If you are in the category of living comfortably—able to pay bills, buy groceries and clothes, and have extra—you are who Jesus is speaking to in particular. Though not perhaps rich by the world’s standards, we are in great danger of forgetting from Whom these blessing come.
“A man can receive nothing unless it has been given to him from heaven.” (John 3:27 NASB)
When we struggle to meet basic needs, dependence on God tends to be forefront in our minds. Every provision is attributed to Him and not anything we’ve done. We see it as a gift, and generally share more willingly from the little we have.
However, when we live a comfortable lifestyle, it is easy to lose sight of that dependency and give the credit to our hard work instead. Wealth becomes viewed as earned and deserved. Self-reliance takes over our thoughts and actions. If we want an enjoyable retirement, it is up to us to save for it. If we want the newest and the greatest, we must work hard, and since we work hard, we deserve to enjoy life in our free time. Our schedules become too busy to invest in others’ lives. Self-reliance and self-absorption become stumbling blocks to our salvation.

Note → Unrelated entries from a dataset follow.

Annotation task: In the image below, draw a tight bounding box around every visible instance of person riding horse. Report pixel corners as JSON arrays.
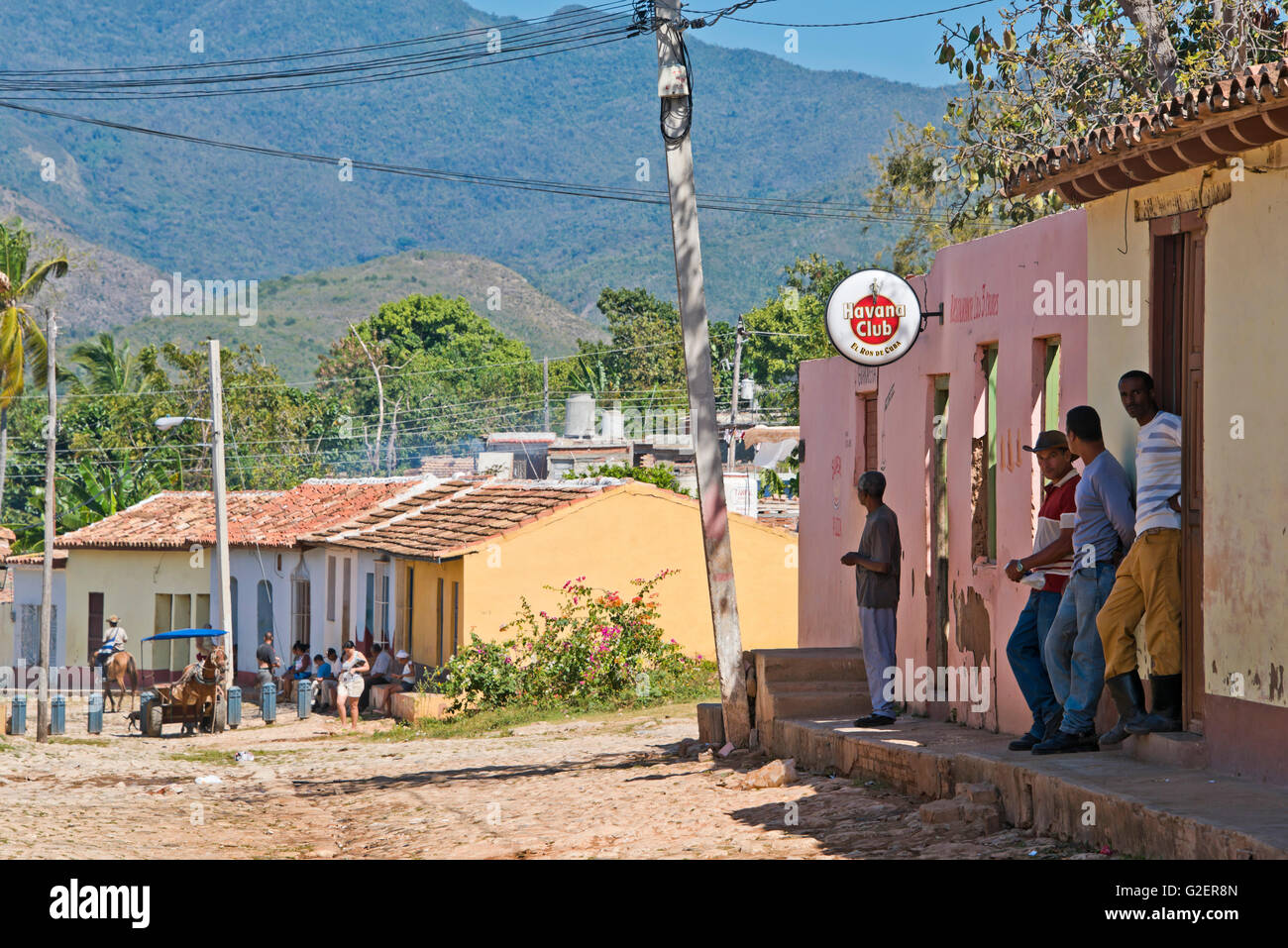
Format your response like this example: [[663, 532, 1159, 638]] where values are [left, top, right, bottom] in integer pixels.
[[94, 616, 130, 669]]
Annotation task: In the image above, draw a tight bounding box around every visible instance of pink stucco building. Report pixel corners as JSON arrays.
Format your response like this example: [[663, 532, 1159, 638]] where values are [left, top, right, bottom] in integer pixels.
[[799, 210, 1096, 733]]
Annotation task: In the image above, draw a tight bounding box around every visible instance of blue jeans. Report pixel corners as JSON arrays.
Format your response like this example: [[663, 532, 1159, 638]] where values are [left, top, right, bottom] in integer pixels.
[[1006, 588, 1060, 738], [1046, 563, 1115, 734], [859, 605, 899, 717]]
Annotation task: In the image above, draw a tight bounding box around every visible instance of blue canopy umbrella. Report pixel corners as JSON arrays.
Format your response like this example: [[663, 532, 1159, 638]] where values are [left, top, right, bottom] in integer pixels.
[[141, 629, 228, 642]]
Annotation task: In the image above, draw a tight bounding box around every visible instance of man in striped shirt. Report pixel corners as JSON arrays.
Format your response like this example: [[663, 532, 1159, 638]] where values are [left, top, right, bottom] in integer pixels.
[[1096, 369, 1181, 745], [1006, 432, 1078, 751]]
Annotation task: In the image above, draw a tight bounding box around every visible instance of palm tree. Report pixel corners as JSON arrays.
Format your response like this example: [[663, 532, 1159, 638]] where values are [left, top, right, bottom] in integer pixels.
[[71, 332, 146, 395], [0, 218, 68, 530]]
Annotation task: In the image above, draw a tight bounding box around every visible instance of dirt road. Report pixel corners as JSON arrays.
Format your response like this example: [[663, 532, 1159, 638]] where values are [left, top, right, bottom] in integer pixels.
[[0, 707, 1076, 859]]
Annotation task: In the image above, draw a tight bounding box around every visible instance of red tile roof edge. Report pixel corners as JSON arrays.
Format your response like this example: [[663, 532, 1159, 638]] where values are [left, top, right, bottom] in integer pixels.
[[1004, 58, 1288, 196], [305, 477, 632, 559]]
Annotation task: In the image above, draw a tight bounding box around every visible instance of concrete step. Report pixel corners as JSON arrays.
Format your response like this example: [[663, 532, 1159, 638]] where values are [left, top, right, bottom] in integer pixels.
[[754, 648, 866, 686], [757, 715, 1288, 859], [756, 687, 872, 726], [1124, 730, 1208, 771]]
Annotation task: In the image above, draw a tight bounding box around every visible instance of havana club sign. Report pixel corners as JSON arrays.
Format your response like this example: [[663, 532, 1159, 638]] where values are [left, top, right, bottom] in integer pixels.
[[825, 270, 921, 366]]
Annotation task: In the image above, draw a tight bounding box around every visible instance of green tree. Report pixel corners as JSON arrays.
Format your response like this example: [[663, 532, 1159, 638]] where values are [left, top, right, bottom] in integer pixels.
[[318, 295, 541, 471], [742, 254, 850, 424], [0, 219, 68, 533], [551, 287, 734, 411], [71, 332, 147, 395], [563, 464, 690, 497], [870, 0, 1284, 261]]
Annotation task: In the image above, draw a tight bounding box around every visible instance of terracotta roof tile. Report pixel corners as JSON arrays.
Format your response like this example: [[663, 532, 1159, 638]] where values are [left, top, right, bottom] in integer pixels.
[[303, 477, 626, 557], [43, 476, 437, 549], [1004, 59, 1288, 203]]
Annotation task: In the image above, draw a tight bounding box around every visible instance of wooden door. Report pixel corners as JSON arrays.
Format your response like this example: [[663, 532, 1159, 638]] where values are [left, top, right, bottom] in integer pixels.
[[1150, 211, 1207, 734], [85, 592, 103, 664]]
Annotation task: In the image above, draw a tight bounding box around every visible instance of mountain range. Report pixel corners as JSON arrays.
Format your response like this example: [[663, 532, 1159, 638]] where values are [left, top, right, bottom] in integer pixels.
[[0, 0, 952, 365]]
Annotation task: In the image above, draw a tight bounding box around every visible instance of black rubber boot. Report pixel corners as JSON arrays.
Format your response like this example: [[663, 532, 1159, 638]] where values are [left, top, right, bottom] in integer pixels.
[[1100, 669, 1146, 747], [1127, 675, 1181, 734]]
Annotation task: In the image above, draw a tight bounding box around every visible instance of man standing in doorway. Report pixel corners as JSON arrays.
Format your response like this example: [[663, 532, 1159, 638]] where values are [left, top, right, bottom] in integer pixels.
[[1033, 404, 1134, 754], [1006, 432, 1079, 751], [841, 471, 902, 728], [1096, 369, 1181, 743], [255, 632, 282, 700]]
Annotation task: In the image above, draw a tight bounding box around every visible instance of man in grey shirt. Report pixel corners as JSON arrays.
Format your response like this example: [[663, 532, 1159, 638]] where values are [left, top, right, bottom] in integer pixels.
[[1033, 404, 1136, 754], [841, 471, 902, 728]]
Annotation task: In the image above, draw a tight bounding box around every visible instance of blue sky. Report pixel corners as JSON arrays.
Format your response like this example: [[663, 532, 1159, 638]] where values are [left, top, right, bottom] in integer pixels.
[[479, 0, 978, 85]]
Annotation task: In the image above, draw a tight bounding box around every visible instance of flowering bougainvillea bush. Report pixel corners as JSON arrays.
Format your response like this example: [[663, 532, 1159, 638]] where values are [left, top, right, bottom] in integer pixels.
[[443, 570, 716, 711]]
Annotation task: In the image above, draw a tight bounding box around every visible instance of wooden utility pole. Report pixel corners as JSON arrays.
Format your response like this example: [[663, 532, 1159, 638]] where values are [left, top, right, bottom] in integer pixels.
[[729, 316, 747, 471], [36, 309, 55, 743], [654, 0, 751, 747], [210, 339, 233, 694], [541, 356, 550, 432]]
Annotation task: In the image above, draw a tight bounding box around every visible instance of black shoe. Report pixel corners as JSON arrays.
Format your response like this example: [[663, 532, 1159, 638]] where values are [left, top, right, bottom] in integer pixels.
[[1100, 669, 1145, 747], [1006, 730, 1043, 751], [1008, 708, 1064, 751], [1127, 675, 1181, 734], [854, 715, 894, 728], [1033, 730, 1100, 754]]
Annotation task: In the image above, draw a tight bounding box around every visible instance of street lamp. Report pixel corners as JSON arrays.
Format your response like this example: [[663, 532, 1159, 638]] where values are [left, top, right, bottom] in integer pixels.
[[156, 339, 237, 694], [156, 415, 214, 432]]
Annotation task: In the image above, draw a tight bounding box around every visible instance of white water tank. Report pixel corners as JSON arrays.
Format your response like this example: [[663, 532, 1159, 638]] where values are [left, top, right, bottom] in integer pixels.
[[599, 402, 626, 442], [564, 391, 595, 438]]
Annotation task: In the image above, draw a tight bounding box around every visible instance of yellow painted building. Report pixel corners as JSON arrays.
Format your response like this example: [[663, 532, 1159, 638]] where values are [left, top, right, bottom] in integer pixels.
[[314, 480, 798, 665], [1008, 60, 1288, 782]]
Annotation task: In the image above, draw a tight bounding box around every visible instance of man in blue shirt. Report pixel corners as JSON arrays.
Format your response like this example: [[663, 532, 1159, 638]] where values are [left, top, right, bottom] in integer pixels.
[[1033, 404, 1136, 754]]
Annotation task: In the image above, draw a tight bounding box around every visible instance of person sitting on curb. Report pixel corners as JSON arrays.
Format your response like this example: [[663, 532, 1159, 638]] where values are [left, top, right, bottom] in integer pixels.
[[1096, 369, 1181, 745], [841, 471, 902, 728], [1033, 404, 1134, 754], [1006, 432, 1079, 751]]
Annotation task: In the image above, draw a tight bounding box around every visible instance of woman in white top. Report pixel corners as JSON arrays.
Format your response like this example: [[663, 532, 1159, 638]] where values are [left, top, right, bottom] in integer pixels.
[[335, 639, 371, 728]]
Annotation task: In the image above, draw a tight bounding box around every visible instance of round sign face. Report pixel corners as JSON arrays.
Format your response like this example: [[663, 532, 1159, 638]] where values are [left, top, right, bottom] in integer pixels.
[[827, 270, 921, 366]]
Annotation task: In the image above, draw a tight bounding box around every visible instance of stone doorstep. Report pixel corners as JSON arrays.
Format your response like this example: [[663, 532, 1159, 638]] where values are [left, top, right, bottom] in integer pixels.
[[756, 719, 1288, 859]]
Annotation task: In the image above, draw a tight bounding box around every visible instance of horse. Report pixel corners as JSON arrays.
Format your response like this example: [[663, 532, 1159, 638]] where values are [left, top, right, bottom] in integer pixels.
[[103, 652, 139, 711], [170, 645, 228, 734]]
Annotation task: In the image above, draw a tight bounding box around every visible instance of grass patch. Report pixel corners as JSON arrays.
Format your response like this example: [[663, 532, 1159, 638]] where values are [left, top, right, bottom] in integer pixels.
[[362, 694, 718, 741], [168, 751, 236, 764], [168, 748, 299, 765]]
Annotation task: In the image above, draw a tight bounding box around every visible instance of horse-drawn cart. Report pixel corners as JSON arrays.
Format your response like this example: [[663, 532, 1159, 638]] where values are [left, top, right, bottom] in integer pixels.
[[139, 629, 228, 737]]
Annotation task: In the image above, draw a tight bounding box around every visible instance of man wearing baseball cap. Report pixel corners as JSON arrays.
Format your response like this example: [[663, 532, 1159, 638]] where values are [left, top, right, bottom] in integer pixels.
[[1006, 432, 1079, 751], [1033, 404, 1136, 754]]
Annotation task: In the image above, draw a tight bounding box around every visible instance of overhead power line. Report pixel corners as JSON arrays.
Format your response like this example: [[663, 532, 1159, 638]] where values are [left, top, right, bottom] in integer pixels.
[[0, 4, 651, 100], [0, 100, 973, 224], [0, 0, 631, 77], [692, 0, 997, 30]]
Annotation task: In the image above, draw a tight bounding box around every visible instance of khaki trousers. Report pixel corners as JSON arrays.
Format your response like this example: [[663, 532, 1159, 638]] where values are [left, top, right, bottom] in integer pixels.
[[1096, 529, 1181, 679]]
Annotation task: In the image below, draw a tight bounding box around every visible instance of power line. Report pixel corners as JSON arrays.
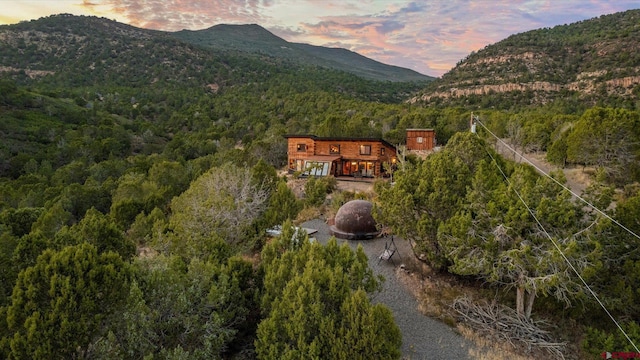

Jesus provides several illustrations of this.
In Luke 12:16-21, Jesus tells a parable of a rich man whose land was very productive. He decided to store it all for himself so that he might enjoy a life of ease and entertainment. Nowhere does the rich man recognize that abundance as a gift from God, nor is there any mention of him giving any portion of it for God’s use. The rich man was selfish and thought himself in control of his future. Yet God would ruin those plans and demand the rich man’s life before his plans could come to fruition. Greed and a lack of recognizing who was truly was in control prevented the rich man from entering heaven.
Another famous story is often called “The Rich Man and Lazarus” (Luke 16:19-31). In this parable, the rich man enjoys his life and takes no note of the poor man at his door. He is selfish and hard-hearted. Lazarus begged every day, and suffered because the rich man refused to notice him or share the wealth bestowed upon him. The rich man showed no dependency on God until he died. His focus during life was inward, not outward to those in need, or upward to the God who blessed him.
Being rich doesn’t keep you from salvation, but it does have the potential to blind you to the favor God has shown you, and your absolute need to depend on Him. So is it bad to be rich?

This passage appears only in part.